Mit dem "asymmetric" hast du natürlich Recht.
(ADSL = Asymmetric Digital Subscriber Line)
War ein "assoziativer Versprecher" ;)

Bei dem Rest, den du schreibst, muss ich jedoch widersprechen.

Ich habe gerade extra noch mal getestet, wenn beide Verbindungen von mir aufgebaut werden (also keine Fremdsauger).
Ich habe das extra getestet, weil du ja schreibst, das sei ein Unterschied, ob man selber uploaded, oder ob jemand bei mir "saugt".

Upload per ftp und download einer anderen Datei:
Es ergibt sich dann bei mir:

gleichzeitig: up: 16210 down: 31409
nur Upload: up: 17000
nur Download: down: 94283

Und es ist demnach definitiv wahr, dass der Downstream in die Knie geht wenn der Upstream voll genutzt wird.

Wie Up- oder Downstream erzeugt wird ist vollkommen irrelevant!
Upstream: jemand saugt sich etwas von meinem Server oder ich schiebe etwas per FTP ins Netz.
Downstream: jemand schiebt mir per FTP etwas auf meinen Server oder ich sauge Daten aus dem Netz.
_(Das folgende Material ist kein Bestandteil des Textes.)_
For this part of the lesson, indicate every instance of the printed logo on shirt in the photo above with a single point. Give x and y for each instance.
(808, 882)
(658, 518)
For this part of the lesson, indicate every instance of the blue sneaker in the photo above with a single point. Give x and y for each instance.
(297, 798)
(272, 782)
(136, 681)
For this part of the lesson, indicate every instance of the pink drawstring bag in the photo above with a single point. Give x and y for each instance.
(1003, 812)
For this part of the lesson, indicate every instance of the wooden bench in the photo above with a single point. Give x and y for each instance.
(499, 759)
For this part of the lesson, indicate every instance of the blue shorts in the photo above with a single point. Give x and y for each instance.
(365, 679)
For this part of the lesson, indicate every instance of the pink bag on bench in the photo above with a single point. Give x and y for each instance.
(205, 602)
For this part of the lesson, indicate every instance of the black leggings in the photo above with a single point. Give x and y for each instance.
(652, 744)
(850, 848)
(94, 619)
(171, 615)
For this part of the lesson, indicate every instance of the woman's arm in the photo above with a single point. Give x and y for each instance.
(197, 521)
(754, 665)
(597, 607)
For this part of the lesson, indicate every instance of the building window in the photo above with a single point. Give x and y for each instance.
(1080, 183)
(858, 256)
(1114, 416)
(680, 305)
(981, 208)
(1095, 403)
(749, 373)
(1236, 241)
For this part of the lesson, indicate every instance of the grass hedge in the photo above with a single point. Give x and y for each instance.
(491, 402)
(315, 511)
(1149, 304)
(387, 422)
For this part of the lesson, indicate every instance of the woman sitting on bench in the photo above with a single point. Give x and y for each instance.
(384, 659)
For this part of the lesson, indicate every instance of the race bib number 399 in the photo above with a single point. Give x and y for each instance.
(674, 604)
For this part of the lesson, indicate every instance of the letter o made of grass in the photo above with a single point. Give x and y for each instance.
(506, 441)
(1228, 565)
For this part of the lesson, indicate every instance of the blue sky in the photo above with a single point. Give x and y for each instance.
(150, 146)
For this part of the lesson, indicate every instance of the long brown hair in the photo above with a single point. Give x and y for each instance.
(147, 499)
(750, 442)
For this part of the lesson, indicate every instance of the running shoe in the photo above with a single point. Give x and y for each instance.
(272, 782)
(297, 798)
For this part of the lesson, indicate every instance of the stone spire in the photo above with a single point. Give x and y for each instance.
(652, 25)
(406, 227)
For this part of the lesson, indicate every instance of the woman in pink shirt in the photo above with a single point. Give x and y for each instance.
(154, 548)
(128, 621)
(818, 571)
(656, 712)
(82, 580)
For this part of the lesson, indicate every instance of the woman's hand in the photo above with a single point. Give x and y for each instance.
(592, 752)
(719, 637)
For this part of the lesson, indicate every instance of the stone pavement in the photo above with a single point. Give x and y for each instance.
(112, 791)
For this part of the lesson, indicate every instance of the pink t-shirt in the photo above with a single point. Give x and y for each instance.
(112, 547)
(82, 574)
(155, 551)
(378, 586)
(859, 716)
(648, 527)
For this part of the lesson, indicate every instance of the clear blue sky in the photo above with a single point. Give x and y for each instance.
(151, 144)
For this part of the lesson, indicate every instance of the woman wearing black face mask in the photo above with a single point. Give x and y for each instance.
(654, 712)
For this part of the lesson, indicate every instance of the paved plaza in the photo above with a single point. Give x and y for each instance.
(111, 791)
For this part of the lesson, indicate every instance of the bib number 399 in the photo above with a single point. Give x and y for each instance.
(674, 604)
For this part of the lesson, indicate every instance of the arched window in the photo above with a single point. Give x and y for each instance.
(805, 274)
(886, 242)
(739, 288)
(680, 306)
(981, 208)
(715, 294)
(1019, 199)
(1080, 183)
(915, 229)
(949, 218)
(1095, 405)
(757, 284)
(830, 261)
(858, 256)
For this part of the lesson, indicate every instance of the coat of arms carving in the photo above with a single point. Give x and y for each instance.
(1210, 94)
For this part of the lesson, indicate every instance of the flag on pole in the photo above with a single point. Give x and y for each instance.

Wie stark der effektive "Einbruch" der Nutzdaten ist (anderes Thema!), hängt dann noch von der Anzahl der gleichzeitigen Threads (Down- bzw. Upload) ab, da bei vielen Threads der Verwaltungsaufwand größer wird und dadurch effektiv weniger Nutzdaten übertragen werden.

Weitere Infos dazu:

http://adsl-support0.de/faq_allg.htm#6
[url=http://www.dslreports.com/faq/faq/5.+Troubleshooting#169

Und]http://www.dslreports.com/faq/faq/5.+Troubleshooting#169

Und[/url] ein Zitat aus den FAQ des T-Online-Teams (Stand: 08.08.01):

4.9. *Warum bricht der Downstream bei voller Auslastung des Upstreams massiv ein?
Das ist leider ein generelles Problem bei asymetrisch ausgelegten Verbindungen, bei denen der Downstream sehr viel breiter als der Upstream ist. Bei einem Download müssen unter anderem die empfangenen Pakete vom empfangenden System "quittiert" werden - eben dies ist aber nicht oder nur noch verzögert möglich, wenn der Upstream bereits durch einen anderen Upload vollständig ausgelastet ist. Dies ließe sich nur verhindern, wenn die Auslastung des Upstreams auf Betriebssystemebene oder auf Applikationsebene begrenzt wird. An einer Lösung dieses Problems wird auch durch die IETF gearbeitet; der aktuelle Draft ist
unter http://www.ietf.org/internet-drafts/draft-ietf-pilc-asym-05.txt zu finden. (Falls der Aufruf dieses URLs fehlschlägt, dürfte bereits ein neuer Draft vorliegen; bitte ggf. die Ziffer am Ende des genannten URLs hochzählen).